Home > News > Archive > 4th December 2007

Tragic time on road

Courtesy of Te Awamutu Courier
Accident scene
CARNAGE at the scene of yesterday’s fatal crash on State Highway 3 south of Kihikihi. 338071AD

By Dean Taylor

One man is dead and another is in serious condition in Waikato Hospital following two crashes within 24 hours involving cars and trucks on Tokanui Straight.

At the time of going to print Police had not confirmed the identity of the deceased man, but it is believed it is a local person who was driving south in a Chevrolet Camaro.

It appears the car has veered into the path of a north bound stock truck, causing severe damage to both vehicles. The Waikato Serious Crash Unit was called to investigate, returning to the same stretch of road where they investigated a crash on Sunday afternoon.

A Te Awamutu man was taken to Waikato Hospital with serious leg injuries following a collision between his car and a milk-tanker at about 4pm. Again initial indications are the man’s car was in the wrong lane at the time of the crash.

Waikato Police are worried that as the weather conditions improve with summer, drivers’ attention on the roads is deteriorating. Five people from four separate crashes were admitted to hospitals across the region over three days.

POLICE investigate the truck which was hit by a south bound car. 338071BD

Waikato Road Policing Manager, Inspector Leo Tooman said Sunday’s crash came barely an hour after head-on collision, this time on SH2 at Mangatarata where it appears a BMW driven by a man in his 70s was on the wrong side of the road when it collided with another vehicle.

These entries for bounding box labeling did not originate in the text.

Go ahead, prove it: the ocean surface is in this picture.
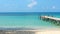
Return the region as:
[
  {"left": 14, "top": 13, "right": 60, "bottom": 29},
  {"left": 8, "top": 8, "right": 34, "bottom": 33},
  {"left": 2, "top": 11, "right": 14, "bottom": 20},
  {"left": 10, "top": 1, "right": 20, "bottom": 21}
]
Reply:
[{"left": 0, "top": 12, "right": 60, "bottom": 28}]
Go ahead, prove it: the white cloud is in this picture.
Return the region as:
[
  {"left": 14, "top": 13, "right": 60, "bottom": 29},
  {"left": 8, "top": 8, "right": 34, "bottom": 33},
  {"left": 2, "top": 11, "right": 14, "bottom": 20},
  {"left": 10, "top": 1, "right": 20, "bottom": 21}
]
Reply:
[{"left": 27, "top": 0, "right": 37, "bottom": 8}]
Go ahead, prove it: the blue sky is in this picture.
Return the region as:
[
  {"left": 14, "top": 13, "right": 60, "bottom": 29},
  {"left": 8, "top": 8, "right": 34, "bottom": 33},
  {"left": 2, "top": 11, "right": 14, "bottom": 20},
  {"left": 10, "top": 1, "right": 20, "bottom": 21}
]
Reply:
[{"left": 0, "top": 0, "right": 60, "bottom": 12}]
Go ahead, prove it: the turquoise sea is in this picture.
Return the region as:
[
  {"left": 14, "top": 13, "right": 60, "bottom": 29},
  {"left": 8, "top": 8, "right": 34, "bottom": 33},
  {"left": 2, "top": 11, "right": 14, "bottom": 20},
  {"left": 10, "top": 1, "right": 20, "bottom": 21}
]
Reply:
[{"left": 0, "top": 12, "right": 60, "bottom": 28}]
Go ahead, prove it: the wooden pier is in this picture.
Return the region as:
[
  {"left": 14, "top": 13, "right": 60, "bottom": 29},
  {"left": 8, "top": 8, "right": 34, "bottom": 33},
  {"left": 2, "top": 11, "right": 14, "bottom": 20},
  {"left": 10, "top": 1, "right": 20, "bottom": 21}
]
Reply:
[{"left": 40, "top": 16, "right": 60, "bottom": 25}]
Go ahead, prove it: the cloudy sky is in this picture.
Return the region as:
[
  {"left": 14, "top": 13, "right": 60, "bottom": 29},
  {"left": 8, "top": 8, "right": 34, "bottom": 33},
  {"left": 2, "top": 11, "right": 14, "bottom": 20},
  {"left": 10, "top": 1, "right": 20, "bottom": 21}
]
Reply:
[{"left": 0, "top": 0, "right": 60, "bottom": 12}]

“The driver is believed to be in a critical condition in Thames Hospital while a female front seat passenger in the car was taken to Waikato Hospital,” he said.

Sunday’s crashes followed a motorcyclist breaking his leg in Tairua after falling off his motorbike and hitting a campervan and on Friday a woman was seriously injured when her car collided with a logging truck on SH2 in the Karangahake Gorge.

“People need to be aware the same attention has to be paid to the road as when there is bad weather. In fine weather we have higher traffic volumes to contend with and people become tired driving in the afternoon.”


The Waikato region’s road fatality toll for this year is already more than 80, compared to last year’s 65, and there is concern it could be on its way to matching 2005’s ‘horrific’ total of 93.

The number of fatalities so far in 2007 is higher than in all but one of the last five years, with most of December still to go, said Regional Land Transport committee chairman Norm Barker.

“The committee is deeply concerned at the high number of fatalities this year and we want to remind all users of our highways of the need to be particularly careful over summer as even more traffic hits our roads.”

Trucks had been over-represented in crash statistics this year - a fact the committee attributed to increased volumes of trucks passing through the region and the excessive speeds some of them were travelling at. Whether trucks were to blame or not, their size meant when they were involved in crashes there were usually severe results involving serious injury or death.

Police, roading authorities, truck operators and other road safety partners have established a group co-ordinated by ACC to look at the problems and come up with solutions. And Waikato road safety partners were gearing up for major publicity campaigns over summer, addressing such issues as alcohol, speed, impatience and fatigue, the report said.